Hennekam and Holtus (1993) reported a mother and son with features of the condition. They point out that the main features are facial nerve palsy, increased caries, growth retardation, and mild mental retardation. Cafe au lait spots have been present in three cases, hypogonadism in three cases, microtia in three cases, and hyposmia in three cases. Heart defects have been present in two cases.
Schweitzer et al., (2003) reported a 19-month-old female with intrauterine growth deficiency, microcephaly, alopecia, bilateral microtia with canal atresia, conductive hearing loss, partial left facial palsy, posterior cleft palate, left choanal stenosis, tetralogy of Fallot, developmental delay, and right thumb polydactyly. The mother had features of the condition including a hypoplastic upper helix of the right ear, right hypothenar hypoplasia and transient alopecia in infancy. In addition, there was a family history of early-onset alopecia in the maternal grandfather's relatives.
De Metsenaere et al., (2004) reported a further case. This was a female patient with hypogonadotrophic hypogonadism, and although ovulation could be induced, the couple opted, for ovum donation because of the lack of a prenatal test.
Cushman et al., (2005) reported a case who had in addition, preauricular pits and tags, broad dimples at the lateral aspects of the eyes, laterally placed lacrimal punctae and a small coloboma of the lower eyelid. This was a single case.
Zechi-Ceide et al., (2010) reported a severe case. They suggest the case reported by Stevenson et al., (2007) and placed by MB under Treacher Collins are similar.

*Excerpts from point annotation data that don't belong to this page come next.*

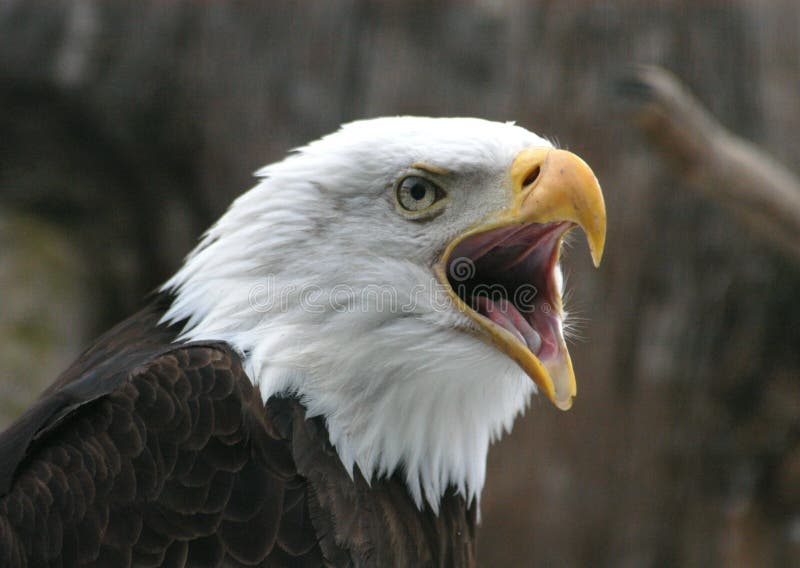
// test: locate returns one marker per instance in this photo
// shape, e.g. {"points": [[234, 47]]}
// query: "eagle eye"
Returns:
{"points": [[415, 193]]}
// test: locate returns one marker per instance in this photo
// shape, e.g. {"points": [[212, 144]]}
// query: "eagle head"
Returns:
{"points": [[401, 277]]}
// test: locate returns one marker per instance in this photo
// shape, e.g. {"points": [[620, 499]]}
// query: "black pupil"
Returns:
{"points": [[418, 191]]}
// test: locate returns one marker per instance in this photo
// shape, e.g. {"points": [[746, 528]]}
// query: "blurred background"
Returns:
{"points": [[127, 127]]}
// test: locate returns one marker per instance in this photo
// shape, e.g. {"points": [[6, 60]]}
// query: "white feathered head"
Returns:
{"points": [[401, 277]]}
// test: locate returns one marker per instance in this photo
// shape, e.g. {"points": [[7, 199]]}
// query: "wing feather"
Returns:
{"points": [[167, 460]]}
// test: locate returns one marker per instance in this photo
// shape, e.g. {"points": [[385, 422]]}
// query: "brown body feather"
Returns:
{"points": [[148, 452]]}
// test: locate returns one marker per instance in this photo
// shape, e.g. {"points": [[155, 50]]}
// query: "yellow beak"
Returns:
{"points": [[547, 186]]}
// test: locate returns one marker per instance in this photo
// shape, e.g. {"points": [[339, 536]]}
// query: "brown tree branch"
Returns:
{"points": [[762, 193]]}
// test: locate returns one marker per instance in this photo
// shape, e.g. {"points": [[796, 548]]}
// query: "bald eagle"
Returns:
{"points": [[320, 381]]}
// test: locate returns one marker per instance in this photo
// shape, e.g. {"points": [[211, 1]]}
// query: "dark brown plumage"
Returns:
{"points": [[149, 452]]}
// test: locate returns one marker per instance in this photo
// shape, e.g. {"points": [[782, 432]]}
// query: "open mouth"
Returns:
{"points": [[504, 276], [508, 276]]}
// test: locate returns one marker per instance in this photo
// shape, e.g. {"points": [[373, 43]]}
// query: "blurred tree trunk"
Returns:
{"points": [[127, 128]]}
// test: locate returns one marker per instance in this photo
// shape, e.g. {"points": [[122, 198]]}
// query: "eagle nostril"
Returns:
{"points": [[531, 177]]}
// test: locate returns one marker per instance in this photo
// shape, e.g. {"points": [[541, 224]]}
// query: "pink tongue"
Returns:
{"points": [[506, 315]]}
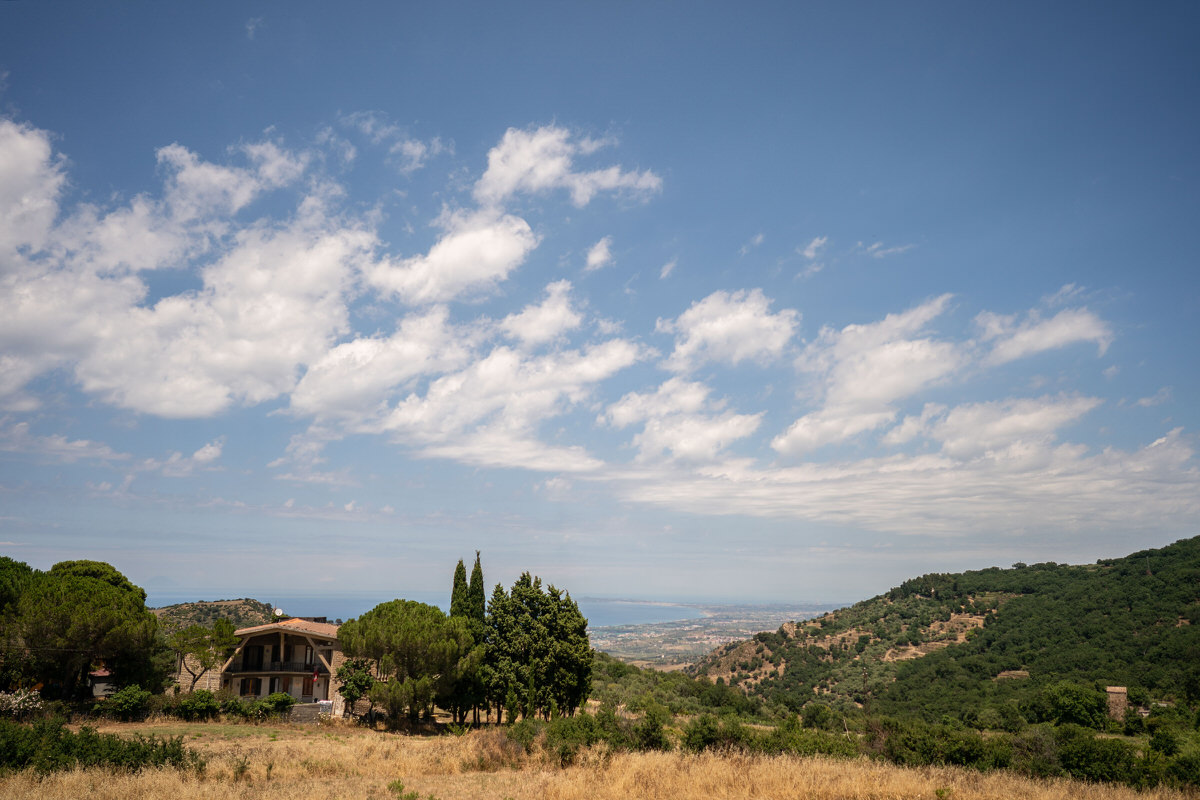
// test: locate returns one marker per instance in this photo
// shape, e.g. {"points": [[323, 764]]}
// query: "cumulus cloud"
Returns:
{"points": [[729, 328], [1012, 340], [600, 254], [1159, 397], [177, 464], [755, 241], [681, 422], [31, 179], [547, 320], [862, 370], [814, 247], [541, 160], [977, 428], [489, 413], [1038, 488], [17, 437], [876, 250], [354, 380], [405, 152], [477, 251]]}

Abdel‑Meguid et. al. (2014) described three members from a consanguineous family with unilateral microtia of various degree, conductive hearing loss, facial asymmetry, alopecia, and intellectual disability. The proband also had cafe-au-lait spots.
The patient from Cushman et. al. (2005) was reviewed by Gordon et. al. (2015) together with three other patients (two previously reported) and found to have de novo heterozygous missense mutations in the EDNRA gene. Clinical characteristics included mandibulofacial dysostosis and cleft palate (except for Cushman’s patient), alopecia, eyelid anomalies, short nose with a squared nasal tip, auricular dysmorphism (small, cupped, and dysplastic with ectopic tissue at the attachment of the helix to the scalp, and preauricular pits or tags), hearing loss, and dental anomalies (only two patients).

* This information is courtesy of the L M D.